Lo screcciare è anche chiamato Turntablism, cioè il suonare il giradischi come
si fa con qualsiasi altro strumento musicale. Se volete mixare avrete bisogno
di un mixer da “club” con una buona equalizzazione delle tre bande di frequenza
(alti, medi e bassi) e magari più di 2 canali (buona idea avere il canale per
il microfono separato) dove poter collegare lettori CD o giradischi. Per
scratchare avrete bisogno di un “battle mixer” che si focalizza particolarmente
sulla qualità e la resistenza del cursore “crossfader”, con cui si deve
tagliare i suoni. Un mixer da scratch deve avere necessariamente la regolazione
della curva di taglio e l’interruttore per l’ inversione dei canali. Se pensate
di voler padroneggiare tutte e due gli stili di Djing, potrete acquistare come
me un mixer ibrido che è in grado di adattarsi a tutte le necessità, ma
sappiate che in genere questi mixer sono spostati più verso le caratteristiche
dei ”club mixer” perche’ le meccaniche dei fader per screcciare sono piuttosto
elaborate e costose. Andando oltre, con cosa la mettiamo la musica ? Con i
lettori CD o con i giradischi ? Allora sappiate che i CDJ (lettori CD
professionali da Dj) sono più pratici ed economici rispetto ai GIRADISCHI . I
giradischi (turntables) sono il simbolo di identificazione del Dj ma ormai la
tecnologia è riuscita a sfornare CDJ in grado di simulare il feeling del
vinile. Dovrete pensare al vostro comfort in quanto potreste ritrovarvi con
borsoni zeppi di dischi in vinile (i 33/45 giri per intendersi), magari per
iniziare vi fa più comodo un astuccione da 50 CD. Personalmente, in mia
opinione niente sostituisce la bellezza di suonare con i giradischi.
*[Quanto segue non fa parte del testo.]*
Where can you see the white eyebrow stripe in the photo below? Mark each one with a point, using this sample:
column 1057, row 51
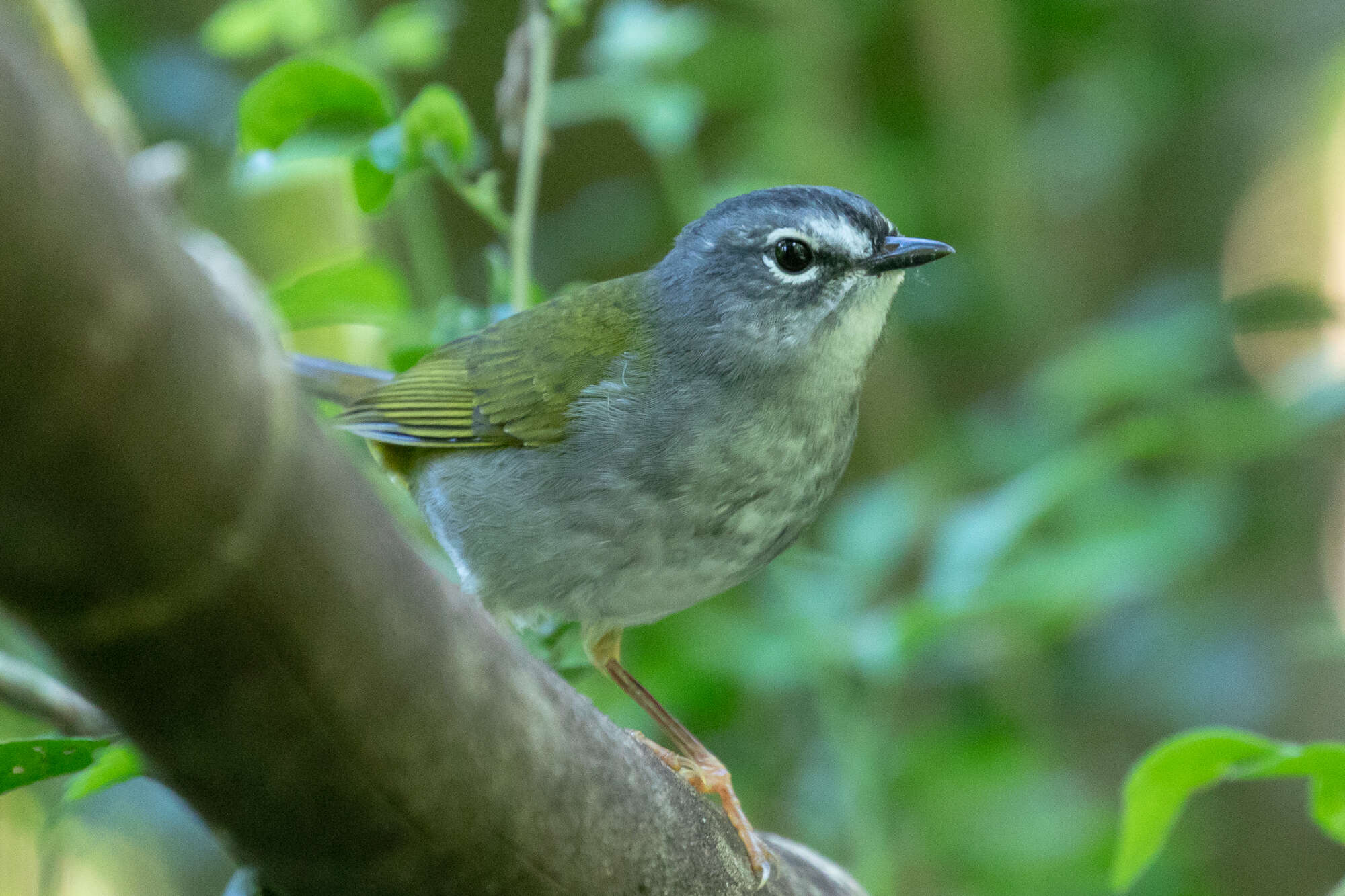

Il tocco
che si ha con quel magnifico discone nero, il suono più dettagliato e la
soddisfazione nell’ andare a cercare i brani più o meno rari nei negozietti e
nelle bancarelle, va di pari passo con un certo modo di vivere questa passione.
Per terminare consiglio a tutti di andare a comprare la strumentazione in negozi
specializzati e di attendere un po’ di tempo mettendo da parte i soldi per
comprare oggetti professionali, magari cercando nell’ usato garantito per
risparmiare qualcosa, piuttosto che prendere un CDJ economico o il giradischi
con la struttura in plastica e la trazione a cinghia. Per quanto riguarda le
cuffie possiamo sbizzarrirci con qualsiasi marca e prezzo, a patto però di non
utilizzare le cuffiete tipo quelle da walkman o da lettori portatili e di
essere consapevoli che meno soldi spenderemo su di esse minore sarà la qualità
sonora. Per farla breve da 50 € in su avremo delle ottime cuffie !
Detto questo passiamo a come esercitarsi. Consiglio a tutti
di andare in rete e cercare, magari su Youtube video che mostrano le varie
tecniche o tutorial su come far funzionare gli strumenti.